Education vs. Manipulation: Key Differences Explained
Differences Between Educational and Manipulative Processes
Education is the set of actions and the influence exerted voluntarily by one being on another. An individual might learn to behave and actively work through negative reinforcement. However, such experience cannot be considered educational, even though there is learning. There are two criteria that lead to this disqualification. Studying practical cases of conditioning reveals that while these processes are used to learn, we are reluctant to classify conditioning processes as educational because of their incompatibility with two criteria:
- The way we have learned these provisions does not respect the dignity and freedom of the learner.
- There are serious doubts that the person is intellectually capable of organizing the reasons which lead them to act cooperatively.
Education is not accepted as learning a standard response induced by repeated stimuli that do not exercise the rational capacities of the subject or undermine their freedom or dignity.
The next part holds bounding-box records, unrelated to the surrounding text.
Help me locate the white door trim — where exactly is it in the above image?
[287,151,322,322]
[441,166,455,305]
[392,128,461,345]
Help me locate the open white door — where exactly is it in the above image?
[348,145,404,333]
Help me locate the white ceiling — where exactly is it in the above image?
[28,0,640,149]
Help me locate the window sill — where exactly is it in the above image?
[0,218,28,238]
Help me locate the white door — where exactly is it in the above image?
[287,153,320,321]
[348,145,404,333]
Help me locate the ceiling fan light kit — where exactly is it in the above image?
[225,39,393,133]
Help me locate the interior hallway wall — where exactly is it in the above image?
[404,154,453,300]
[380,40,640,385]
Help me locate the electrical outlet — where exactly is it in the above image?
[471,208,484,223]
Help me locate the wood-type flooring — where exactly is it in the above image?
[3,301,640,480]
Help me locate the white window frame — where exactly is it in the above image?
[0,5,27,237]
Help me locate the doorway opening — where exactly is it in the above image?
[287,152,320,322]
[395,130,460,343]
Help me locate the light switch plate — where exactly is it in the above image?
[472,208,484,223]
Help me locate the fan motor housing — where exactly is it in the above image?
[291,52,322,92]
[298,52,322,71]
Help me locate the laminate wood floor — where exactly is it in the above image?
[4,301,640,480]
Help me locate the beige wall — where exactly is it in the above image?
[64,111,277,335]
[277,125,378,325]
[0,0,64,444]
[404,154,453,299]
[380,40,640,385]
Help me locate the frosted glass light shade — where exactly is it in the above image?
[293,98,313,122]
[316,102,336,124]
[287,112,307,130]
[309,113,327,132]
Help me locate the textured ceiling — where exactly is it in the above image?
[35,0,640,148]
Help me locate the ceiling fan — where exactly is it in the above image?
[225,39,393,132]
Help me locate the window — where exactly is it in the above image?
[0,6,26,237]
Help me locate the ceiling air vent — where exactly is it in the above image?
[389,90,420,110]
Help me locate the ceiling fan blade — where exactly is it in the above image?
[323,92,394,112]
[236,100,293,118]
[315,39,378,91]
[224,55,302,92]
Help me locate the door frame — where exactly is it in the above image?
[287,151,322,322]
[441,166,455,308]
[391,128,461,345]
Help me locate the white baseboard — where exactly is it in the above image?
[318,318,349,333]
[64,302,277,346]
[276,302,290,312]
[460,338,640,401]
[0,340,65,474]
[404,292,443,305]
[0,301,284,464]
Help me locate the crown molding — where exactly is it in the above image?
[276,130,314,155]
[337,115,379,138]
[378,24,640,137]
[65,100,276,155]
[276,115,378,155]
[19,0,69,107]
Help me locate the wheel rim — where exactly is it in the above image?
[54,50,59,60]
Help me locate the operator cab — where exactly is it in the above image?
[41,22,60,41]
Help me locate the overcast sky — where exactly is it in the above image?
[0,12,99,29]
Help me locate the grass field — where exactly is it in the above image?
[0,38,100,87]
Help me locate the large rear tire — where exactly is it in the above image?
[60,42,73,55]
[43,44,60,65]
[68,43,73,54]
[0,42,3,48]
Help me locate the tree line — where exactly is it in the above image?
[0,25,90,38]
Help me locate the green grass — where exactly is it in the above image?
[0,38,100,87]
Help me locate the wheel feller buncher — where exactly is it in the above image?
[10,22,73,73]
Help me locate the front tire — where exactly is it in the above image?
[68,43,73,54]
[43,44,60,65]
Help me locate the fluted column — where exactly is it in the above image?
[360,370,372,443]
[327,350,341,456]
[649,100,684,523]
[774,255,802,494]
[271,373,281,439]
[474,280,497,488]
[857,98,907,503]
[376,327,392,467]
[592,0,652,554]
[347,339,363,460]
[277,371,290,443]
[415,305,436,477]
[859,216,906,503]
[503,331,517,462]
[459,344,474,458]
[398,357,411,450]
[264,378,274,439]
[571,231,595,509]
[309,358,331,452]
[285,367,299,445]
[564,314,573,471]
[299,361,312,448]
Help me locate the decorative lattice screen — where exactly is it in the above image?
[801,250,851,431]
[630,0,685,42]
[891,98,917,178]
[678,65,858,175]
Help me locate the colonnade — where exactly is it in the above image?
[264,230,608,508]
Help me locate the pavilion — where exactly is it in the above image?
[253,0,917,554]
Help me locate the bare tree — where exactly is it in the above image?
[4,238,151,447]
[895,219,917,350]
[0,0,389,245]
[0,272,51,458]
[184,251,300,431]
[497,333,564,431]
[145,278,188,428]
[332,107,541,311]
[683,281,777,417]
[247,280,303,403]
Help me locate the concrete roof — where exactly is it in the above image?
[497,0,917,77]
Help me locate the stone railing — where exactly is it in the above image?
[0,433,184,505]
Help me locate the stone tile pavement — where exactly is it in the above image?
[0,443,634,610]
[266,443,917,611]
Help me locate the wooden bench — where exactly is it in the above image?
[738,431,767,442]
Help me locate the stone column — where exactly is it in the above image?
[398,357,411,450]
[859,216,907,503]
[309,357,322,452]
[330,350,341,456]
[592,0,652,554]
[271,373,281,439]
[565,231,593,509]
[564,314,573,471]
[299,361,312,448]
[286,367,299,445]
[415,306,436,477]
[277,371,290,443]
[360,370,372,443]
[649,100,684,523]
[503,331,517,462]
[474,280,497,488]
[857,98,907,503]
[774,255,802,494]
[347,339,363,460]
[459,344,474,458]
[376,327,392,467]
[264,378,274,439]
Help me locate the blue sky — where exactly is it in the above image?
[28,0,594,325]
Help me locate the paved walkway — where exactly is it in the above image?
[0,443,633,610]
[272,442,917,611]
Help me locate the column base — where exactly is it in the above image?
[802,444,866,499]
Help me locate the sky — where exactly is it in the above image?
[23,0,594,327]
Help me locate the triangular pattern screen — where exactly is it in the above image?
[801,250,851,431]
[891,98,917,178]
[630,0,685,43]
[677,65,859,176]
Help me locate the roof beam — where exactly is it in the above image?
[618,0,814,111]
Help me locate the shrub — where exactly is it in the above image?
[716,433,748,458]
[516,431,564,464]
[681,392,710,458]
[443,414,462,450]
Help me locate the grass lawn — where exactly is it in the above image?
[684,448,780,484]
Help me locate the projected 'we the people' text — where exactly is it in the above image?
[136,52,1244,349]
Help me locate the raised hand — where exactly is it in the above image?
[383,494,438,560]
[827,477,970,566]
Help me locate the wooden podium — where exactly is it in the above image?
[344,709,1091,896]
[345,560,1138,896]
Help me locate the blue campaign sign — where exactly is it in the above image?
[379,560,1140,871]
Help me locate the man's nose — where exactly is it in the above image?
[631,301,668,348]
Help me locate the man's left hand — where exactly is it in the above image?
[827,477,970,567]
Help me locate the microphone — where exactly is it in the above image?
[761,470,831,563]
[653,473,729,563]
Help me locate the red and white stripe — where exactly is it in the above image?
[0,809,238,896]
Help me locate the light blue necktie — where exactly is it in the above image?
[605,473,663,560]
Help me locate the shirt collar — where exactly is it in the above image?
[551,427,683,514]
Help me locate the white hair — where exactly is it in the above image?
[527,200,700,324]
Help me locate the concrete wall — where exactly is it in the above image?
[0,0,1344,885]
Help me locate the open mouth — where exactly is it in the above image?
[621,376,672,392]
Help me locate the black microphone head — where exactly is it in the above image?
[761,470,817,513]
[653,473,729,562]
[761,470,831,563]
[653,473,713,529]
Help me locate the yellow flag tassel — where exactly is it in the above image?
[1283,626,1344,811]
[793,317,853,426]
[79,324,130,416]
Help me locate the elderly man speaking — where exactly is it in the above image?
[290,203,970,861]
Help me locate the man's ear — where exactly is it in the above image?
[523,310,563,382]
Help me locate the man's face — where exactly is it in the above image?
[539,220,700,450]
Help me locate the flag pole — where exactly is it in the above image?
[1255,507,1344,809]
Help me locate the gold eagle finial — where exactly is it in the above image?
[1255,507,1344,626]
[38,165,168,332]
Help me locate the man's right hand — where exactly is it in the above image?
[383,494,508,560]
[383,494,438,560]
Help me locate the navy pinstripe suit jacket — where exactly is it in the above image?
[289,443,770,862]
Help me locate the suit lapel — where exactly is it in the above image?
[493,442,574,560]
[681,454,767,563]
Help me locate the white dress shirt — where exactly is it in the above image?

To define the terms related to others in its theoretical language fulfills three functions:
- Narrower what kind of phenomena we mean by a term.
- Set when we use a different term.
- Clarifying the criteria that allow us to distinguish between types with each other, to assert that we must apply either term as appropriate.
It would be ridiculous to say that a person is educated without learning anything. However, not all learning can be described as educational.
The Concept of Indoctrination
The concept of indoctrination has two basic criteria:
- The intention of the agent to introduce unshakable ideological convictions.
- The partiality of the content learned.
The concepts of indoctrination and conditioning have something in common. In both processes, the acquisition of new responses or behavior modification is driven and governed by an external agent without the learner truly mastering what they are trying to achieve in the learning process. This is the defining feature of the concept of manipulation. The criterion that separates handling processes from influence attempts is the learner’s awareness of what exactly is being done and what the real goal is to be achieved.
Instruction, Training, and Coaching
The first result of teaching and learning is to give instruction, where learning can be made without rational justification. When the teacher ignores the rationale, it means that in these cases, we speak of instruction, not indoctrination. These lessons can be the basis for further developing conceptual schemes themselves, learning that provides a rational justification.
There are also instructional processes, which are learning processes that do not require the development of conceptual schemes, although they can be the basis for further developments. These are training and coaching.
Training is learning to master a specific task, and specific, limited practice is essential to your domain. The development of conceptual schemes to explain the reasons behind procedures that are taught is postponed to the background. Training is used synonymously with Castilian training. Learning is an improvement as a result of personal effort.
Education vs. Training
Education refers to character and action, whereas training covers the understanding of oneself and the world. The three components of the latter concept are:
- The capacity for reflection.
- The ability of critical appraisal.
- The sensitivity to aesthetic values.
Finally, a criterion was set to separate the concepts of training and education. This is the criterion of content characteristic of the processes which we call education. With this component referring to utopian perfection, the discussion and determination inevitably introduces the use of discretion.